Betty Hamilton (1904–1994) was a British Trotskyist.

Born Berthe Dutoit in the Vaud area of French Switzerland, the daughter of a socialist engineer, Hamilton moved to Paris as a young woman. There, she worked as a fashion journalist and, in the left-wing ferment of the early 1930s, became associated with the early Trotskyist movement and with others such as the Greek archaeo-Marxists. She moved to London in the 1930s, working as a dance teacher and moving in radical art and music circles, then as an industrial worker during the war when she was also the secretary of Newark Labour Party. Maintaining her links with Trotskyists in Paris (including Pierre Frank) she had a key role in linking British and French Trotskyists during and just after the Second World War. During the war she sheltered emigres from Europe in London. Later she ran her own business importing industrial diamonds which enabled her to help finance the Healy wing of the British Trotskyists.

From Hamilton's arrival in England, she was a member of various Trotskyist groupings, including the early Militant Group, the Workers' International League and the Revolutionary Communist Party (RCP).

Hamilton joined Gerry Healy's split from the RCP, which became The Club and later the Socialist Labour League (SLL). The SLL was part of the International Committee of the Fourth International (ICFI).
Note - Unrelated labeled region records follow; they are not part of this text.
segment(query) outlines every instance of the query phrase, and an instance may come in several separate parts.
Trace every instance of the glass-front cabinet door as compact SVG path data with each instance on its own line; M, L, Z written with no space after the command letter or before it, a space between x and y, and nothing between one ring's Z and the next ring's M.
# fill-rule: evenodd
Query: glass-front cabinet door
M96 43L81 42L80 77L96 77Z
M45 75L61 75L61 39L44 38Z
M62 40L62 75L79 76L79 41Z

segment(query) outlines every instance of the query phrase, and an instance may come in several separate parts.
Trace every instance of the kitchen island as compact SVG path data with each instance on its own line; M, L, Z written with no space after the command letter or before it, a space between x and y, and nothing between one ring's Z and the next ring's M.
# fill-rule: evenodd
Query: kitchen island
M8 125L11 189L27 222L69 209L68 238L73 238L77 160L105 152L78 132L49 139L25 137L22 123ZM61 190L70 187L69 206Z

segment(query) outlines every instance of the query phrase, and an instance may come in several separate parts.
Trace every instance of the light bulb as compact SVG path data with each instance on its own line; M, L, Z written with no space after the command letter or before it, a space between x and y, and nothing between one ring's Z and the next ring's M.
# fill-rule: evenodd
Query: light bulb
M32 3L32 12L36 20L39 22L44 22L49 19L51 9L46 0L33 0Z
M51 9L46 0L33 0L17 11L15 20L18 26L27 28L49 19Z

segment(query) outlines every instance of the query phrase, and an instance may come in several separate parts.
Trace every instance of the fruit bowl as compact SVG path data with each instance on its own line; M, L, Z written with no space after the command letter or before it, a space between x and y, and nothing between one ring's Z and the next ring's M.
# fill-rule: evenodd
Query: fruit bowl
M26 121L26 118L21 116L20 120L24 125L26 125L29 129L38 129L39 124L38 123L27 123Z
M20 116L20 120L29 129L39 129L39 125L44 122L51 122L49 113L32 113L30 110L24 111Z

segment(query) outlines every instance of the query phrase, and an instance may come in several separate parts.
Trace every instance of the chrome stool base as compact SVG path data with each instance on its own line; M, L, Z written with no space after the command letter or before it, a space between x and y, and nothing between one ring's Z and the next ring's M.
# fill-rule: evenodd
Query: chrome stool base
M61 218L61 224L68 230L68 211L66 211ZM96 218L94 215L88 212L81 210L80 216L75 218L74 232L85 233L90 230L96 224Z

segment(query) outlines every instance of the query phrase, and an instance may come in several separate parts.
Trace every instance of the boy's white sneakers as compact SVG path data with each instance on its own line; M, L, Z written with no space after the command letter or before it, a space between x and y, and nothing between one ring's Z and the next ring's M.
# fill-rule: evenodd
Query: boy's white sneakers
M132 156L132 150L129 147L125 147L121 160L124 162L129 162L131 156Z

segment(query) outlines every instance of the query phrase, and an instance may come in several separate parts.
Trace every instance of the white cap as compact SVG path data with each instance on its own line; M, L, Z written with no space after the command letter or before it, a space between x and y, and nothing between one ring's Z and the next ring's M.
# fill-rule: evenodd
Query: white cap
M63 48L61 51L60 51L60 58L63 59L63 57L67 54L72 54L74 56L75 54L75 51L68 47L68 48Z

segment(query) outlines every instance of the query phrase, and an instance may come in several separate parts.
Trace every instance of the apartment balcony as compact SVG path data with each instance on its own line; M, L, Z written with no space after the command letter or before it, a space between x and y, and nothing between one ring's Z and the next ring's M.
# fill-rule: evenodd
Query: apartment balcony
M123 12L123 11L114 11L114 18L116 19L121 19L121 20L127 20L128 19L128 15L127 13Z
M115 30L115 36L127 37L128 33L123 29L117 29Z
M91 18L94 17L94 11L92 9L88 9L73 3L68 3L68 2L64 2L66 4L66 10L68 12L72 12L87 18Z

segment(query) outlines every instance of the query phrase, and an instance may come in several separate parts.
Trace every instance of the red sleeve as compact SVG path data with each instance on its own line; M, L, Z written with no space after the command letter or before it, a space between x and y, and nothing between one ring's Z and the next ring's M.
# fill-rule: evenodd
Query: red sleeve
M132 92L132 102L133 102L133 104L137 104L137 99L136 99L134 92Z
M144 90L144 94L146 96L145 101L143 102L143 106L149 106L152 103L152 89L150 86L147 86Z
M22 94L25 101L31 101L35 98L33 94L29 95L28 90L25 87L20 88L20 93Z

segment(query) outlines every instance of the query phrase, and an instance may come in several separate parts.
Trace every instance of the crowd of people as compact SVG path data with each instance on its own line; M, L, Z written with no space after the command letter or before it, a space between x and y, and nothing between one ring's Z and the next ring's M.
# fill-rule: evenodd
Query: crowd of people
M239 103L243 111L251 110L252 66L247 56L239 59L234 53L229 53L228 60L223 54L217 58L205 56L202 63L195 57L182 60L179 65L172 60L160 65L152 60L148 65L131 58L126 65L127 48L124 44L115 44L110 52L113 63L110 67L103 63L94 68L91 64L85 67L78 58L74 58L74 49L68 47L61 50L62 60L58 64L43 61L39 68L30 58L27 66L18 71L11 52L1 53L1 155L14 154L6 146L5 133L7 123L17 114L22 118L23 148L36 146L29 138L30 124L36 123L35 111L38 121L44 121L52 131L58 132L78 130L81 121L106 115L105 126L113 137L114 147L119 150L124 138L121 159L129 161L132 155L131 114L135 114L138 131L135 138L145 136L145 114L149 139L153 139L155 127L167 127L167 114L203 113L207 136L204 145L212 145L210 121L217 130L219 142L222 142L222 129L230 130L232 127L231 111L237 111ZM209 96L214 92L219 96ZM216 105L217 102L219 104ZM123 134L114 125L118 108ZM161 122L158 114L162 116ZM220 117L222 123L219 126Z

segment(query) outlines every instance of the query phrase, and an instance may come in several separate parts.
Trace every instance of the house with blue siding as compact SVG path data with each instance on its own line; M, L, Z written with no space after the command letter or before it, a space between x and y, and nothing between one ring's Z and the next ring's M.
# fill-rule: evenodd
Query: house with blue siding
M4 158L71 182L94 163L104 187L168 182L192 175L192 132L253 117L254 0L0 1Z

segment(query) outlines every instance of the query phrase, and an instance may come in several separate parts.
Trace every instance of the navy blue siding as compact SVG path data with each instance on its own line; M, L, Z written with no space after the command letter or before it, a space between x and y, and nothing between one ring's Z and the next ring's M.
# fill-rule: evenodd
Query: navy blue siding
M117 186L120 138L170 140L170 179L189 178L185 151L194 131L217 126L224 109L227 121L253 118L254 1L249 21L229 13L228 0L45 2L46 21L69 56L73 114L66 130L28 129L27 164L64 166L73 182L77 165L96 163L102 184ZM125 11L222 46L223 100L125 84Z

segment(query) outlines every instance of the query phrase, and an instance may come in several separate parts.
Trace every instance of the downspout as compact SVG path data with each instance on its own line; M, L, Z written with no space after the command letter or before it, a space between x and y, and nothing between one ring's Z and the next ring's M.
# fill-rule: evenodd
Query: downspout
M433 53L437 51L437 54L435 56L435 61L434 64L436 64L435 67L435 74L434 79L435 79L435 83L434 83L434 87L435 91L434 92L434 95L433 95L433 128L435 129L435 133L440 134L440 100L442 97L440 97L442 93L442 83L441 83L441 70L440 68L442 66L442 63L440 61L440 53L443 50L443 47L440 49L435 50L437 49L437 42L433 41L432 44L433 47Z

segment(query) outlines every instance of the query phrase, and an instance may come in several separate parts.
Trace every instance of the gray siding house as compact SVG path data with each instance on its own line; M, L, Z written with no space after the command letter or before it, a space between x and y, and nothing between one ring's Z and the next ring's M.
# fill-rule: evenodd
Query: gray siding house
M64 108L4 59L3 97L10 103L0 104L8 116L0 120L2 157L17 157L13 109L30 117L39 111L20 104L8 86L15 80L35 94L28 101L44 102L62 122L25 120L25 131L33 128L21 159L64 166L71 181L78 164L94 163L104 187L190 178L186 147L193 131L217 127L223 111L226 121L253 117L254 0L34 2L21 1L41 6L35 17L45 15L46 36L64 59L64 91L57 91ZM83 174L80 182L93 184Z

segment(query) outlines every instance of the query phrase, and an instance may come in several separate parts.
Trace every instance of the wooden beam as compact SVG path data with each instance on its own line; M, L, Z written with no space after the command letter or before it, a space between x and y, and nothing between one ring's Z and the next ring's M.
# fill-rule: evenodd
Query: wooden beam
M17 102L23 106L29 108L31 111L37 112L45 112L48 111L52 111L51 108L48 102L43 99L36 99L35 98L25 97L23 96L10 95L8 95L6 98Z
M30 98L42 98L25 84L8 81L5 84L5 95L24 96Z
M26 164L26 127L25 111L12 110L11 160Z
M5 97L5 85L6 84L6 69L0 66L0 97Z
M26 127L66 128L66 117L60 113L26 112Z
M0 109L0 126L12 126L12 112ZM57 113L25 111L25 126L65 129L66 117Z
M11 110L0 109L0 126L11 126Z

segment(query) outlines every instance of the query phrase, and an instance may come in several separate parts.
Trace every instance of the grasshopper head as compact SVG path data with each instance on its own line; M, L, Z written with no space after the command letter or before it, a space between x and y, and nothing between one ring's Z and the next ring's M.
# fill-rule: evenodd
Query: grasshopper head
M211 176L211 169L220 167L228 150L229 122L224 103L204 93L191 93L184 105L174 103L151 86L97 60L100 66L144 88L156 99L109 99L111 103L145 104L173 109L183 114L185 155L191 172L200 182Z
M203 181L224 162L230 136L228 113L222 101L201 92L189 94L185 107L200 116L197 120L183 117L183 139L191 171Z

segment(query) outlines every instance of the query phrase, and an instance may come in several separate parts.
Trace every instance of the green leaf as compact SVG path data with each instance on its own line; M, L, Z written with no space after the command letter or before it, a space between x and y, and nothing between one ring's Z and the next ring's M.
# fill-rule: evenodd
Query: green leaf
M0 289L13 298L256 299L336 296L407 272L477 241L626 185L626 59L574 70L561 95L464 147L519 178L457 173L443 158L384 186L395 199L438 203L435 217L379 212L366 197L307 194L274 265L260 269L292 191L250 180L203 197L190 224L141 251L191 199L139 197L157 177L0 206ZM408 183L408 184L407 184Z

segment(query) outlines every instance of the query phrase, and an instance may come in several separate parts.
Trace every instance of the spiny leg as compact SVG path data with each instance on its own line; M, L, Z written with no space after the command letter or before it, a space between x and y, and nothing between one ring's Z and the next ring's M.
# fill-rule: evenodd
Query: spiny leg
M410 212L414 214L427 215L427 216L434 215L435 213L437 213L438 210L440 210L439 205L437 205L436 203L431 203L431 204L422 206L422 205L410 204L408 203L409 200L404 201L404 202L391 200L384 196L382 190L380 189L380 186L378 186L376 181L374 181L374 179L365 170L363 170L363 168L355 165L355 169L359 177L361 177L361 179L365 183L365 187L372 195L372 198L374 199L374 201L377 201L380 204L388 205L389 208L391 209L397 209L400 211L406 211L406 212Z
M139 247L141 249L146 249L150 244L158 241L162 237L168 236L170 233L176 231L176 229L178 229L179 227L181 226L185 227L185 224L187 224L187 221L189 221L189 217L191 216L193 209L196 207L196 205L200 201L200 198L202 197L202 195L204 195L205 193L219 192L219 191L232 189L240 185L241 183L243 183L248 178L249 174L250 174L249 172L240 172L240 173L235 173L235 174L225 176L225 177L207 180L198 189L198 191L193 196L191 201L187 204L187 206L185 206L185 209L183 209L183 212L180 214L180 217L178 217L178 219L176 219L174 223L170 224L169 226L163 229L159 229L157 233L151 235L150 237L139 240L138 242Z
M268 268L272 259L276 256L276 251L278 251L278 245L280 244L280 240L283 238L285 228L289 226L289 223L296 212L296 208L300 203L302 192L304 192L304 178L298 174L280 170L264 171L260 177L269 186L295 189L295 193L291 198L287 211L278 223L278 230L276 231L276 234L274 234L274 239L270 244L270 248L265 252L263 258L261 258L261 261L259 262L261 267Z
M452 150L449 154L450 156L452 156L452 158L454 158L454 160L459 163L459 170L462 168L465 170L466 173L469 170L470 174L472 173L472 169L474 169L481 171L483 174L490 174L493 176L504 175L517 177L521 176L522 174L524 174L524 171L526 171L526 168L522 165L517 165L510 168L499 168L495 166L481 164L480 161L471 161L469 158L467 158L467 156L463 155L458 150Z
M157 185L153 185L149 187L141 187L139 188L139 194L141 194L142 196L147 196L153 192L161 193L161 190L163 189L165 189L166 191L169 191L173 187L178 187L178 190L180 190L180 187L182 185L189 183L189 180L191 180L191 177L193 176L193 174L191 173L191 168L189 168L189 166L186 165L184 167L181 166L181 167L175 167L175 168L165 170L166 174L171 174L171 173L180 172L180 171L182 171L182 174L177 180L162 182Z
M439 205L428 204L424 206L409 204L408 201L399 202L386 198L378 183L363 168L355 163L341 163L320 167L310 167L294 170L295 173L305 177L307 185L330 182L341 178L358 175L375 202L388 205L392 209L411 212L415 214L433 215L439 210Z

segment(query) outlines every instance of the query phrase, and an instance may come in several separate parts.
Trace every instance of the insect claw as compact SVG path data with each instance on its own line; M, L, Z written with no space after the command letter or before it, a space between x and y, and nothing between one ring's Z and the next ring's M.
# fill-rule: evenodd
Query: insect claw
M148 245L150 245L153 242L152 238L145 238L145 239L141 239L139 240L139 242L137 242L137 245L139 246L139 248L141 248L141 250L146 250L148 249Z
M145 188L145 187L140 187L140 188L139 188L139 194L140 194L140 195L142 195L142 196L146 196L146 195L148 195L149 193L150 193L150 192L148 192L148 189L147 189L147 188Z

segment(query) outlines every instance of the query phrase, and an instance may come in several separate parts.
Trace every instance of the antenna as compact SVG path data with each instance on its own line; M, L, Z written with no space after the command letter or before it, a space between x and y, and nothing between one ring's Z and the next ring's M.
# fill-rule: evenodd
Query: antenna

Hamilton was for many years closely linked with Gerry Healy but, in 1971, she sided with Pierre Lambert and the French OCI Internationalist Communist Organisation when the ICFI split into two, ostensibly over the place of philosophy in Marxist theory, but equally about control of the ICFI after the OCI grew to be larger than the SLL in the late 1960s. She remained a formal but dissident member of the SLL until the formation of the Bulletin Group in 1974-5. She took public stands as a Trotskyist, condemning Healy's allegations that Joseph Hansen, one of the American Socialist Workers Party leaders, was a CIA agent.

Hamilton co-founded the British Committee for the Reconstruction of the Fourth International (BCRFI) after disagreements with Robin Blick and John Archer within the Bulletin Group, which then split. She later joined the Socialist Labour Group when the two sections of the original Bulletin Group joined together again in 1980. She maintained an active membership of the Labour Party for most of her life in Britain, in North London, in Newark during the war and, from the 1940s until old age, in Westminster.

Betty had her son Jacques (1927) in Paris and her daughter Lorna in 1930.